Tuesday, July 17, 2012

Riwayat Panjang Coto Makassar


Hanya 3.500 rupiah dan berhadiah motor.
Foto: Ince Dian A.

Liputan bersama citizen reporter Ince Dian Aprilyani Azir dan M. Arief Alfikri tentang Coto Makassar. Sejak tahun 1940-an di kota ini, konon sudah ada usaha warung coto yang ramai, yang hingga kini masih bertahan dan terkenal dengan sebutan Coto Ranggong. Coto yang dimasak dengan tungku tanah liat disebut-sebut sebagai lebih enak.(p!)


Di Makassar, coto dapat ditemui di banyak tempat. Di jalan besar, kawasan pertokoan, kawasan perumahan, pasar, bahkan di gang-gang kecil pun banyak warung yang menjajakan makanan yang selalu disajikan di dalam mangkuk kecil dan disantap bersama ketupat atau nasi. Warung-warung coto di kota yang sedang “dirombak” ini biasanya dimiliki oleh orang Makassar.

Pada umumnya, bahan dasar coto terdiri dari daging sapi, hati, usus, paru yang dimasak dengan bumbu bawang merah, bawang putih, sereh, laos, ketumbar, jintan, garam halus, daun salam, kacang, dan jeruk nipis.
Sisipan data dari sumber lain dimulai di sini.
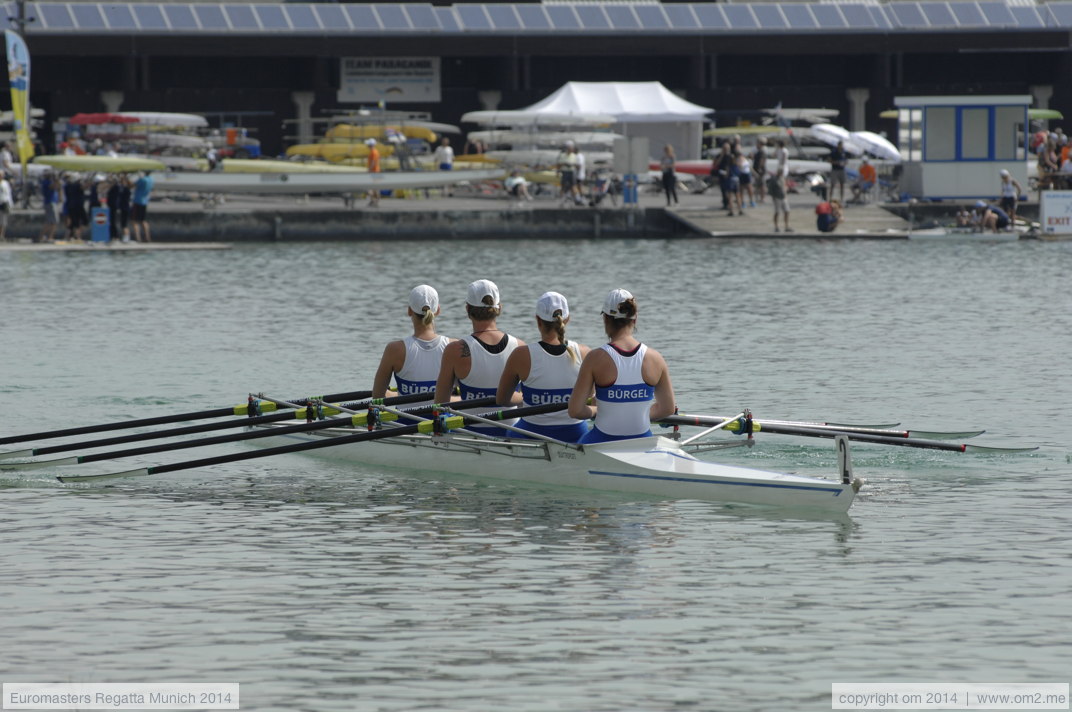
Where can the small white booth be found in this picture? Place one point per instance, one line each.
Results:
(640, 108)
(953, 147)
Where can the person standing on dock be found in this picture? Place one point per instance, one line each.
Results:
(630, 382)
(414, 361)
(476, 361)
(547, 372)
(1011, 191)
(139, 208)
(373, 165)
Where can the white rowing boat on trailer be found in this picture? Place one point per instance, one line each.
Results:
(654, 465)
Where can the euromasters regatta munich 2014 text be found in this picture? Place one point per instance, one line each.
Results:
(103, 698)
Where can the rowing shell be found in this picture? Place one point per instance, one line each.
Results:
(315, 182)
(652, 465)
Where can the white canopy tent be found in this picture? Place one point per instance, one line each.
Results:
(640, 108)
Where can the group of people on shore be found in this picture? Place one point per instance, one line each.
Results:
(69, 199)
(628, 381)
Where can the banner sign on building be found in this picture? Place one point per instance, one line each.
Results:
(389, 79)
(1055, 212)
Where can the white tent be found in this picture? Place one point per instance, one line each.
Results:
(641, 108)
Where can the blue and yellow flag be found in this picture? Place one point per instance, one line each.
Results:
(18, 75)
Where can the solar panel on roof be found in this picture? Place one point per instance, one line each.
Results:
(622, 17)
(769, 16)
(857, 16)
(652, 17)
(55, 16)
(563, 17)
(362, 17)
(938, 14)
(448, 20)
(422, 17)
(504, 17)
(997, 13)
(87, 16)
(741, 17)
(828, 16)
(908, 14)
(181, 17)
(1026, 16)
(119, 17)
(799, 16)
(272, 17)
(211, 17)
(533, 17)
(1061, 13)
(711, 17)
(241, 17)
(681, 17)
(593, 17)
(302, 17)
(150, 17)
(967, 14)
(392, 17)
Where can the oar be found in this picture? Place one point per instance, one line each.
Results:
(423, 427)
(357, 420)
(862, 436)
(872, 430)
(189, 430)
(179, 417)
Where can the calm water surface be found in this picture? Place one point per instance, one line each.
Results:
(322, 588)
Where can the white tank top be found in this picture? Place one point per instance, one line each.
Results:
(421, 366)
(624, 408)
(551, 380)
(485, 371)
(485, 368)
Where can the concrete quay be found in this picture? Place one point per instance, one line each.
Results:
(177, 220)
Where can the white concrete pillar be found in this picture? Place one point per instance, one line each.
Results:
(112, 101)
(489, 99)
(303, 102)
(858, 102)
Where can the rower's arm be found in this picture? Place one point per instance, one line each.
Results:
(664, 404)
(390, 362)
(584, 388)
(445, 384)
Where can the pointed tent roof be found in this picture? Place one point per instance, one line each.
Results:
(639, 102)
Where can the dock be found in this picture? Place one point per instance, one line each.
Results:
(185, 222)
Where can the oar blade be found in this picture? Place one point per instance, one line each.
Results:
(140, 472)
(946, 434)
(39, 463)
(985, 449)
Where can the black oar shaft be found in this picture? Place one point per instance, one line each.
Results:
(205, 427)
(282, 449)
(179, 417)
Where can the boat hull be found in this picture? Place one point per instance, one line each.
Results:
(655, 465)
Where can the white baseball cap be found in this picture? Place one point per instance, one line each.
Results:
(613, 300)
(479, 290)
(550, 302)
(421, 296)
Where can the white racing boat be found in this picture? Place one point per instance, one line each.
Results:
(654, 465)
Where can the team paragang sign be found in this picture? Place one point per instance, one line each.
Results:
(389, 79)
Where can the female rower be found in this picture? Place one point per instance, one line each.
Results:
(414, 361)
(626, 377)
(476, 361)
(547, 372)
Ada pula yang menggunakan daging kuda.

Namun beberapa warung mengolah bahan dasar coto secara beragam. Tergantung dari rahasia dapur masing-masing. Tujuannya agar menciptakan cita rasa yang khas, misalnya melalui alat masak, daging (impor/lokal), bumbu kuah, sambal, dan lainnya.


Daeng Sangkala

Konon, warung coto pertama yang ada di Makassar adalah warung coto milik H. Dg. Sangkala. Warung itu dulunya berada di sudut Jalan Ranggong depan bioskop Istana. Warung coto yang ini tinggal nama tersebut dibangun sekitar tahun 1940-an. H. Dg. Sangkala di masa itu sangat terkenal dimana-mana. Bahkan, beliau dulunya sering diundang oleh beberapa pejabat penting di negara ini. Setiap ada perhelatan besar maka cotonya pun dipesan khusus bahkan mencapai angka ribuan mangkok.

Maka tak heran jika nama H. Dg. Sangkala ini begitu mahsyur di kalangan penjual coto hingga saat ini. Namun, pada tahun 1975, H. Dg. Sangkala yang dua kali menikah tersebut telah menghembuskan nafas terakhirnya. Sayangnya, hanya 2 dari 12 anaknya mengikuti jejaknya merintis coto. Kedua anaknya yang juga merintis usaha coto membuka warung di tempat yang berbeda. Anaknya yang bernama Patahuddin merintis warung coto Paris yang juga masih menggandeng tulisan nama Ayahnya. Begitu juga, anaknya yang bernama Dg. Labbaing yang kini masih setia dengan warung coto Ranggong yang lokasinya berada di Jalan AP. Pettarani.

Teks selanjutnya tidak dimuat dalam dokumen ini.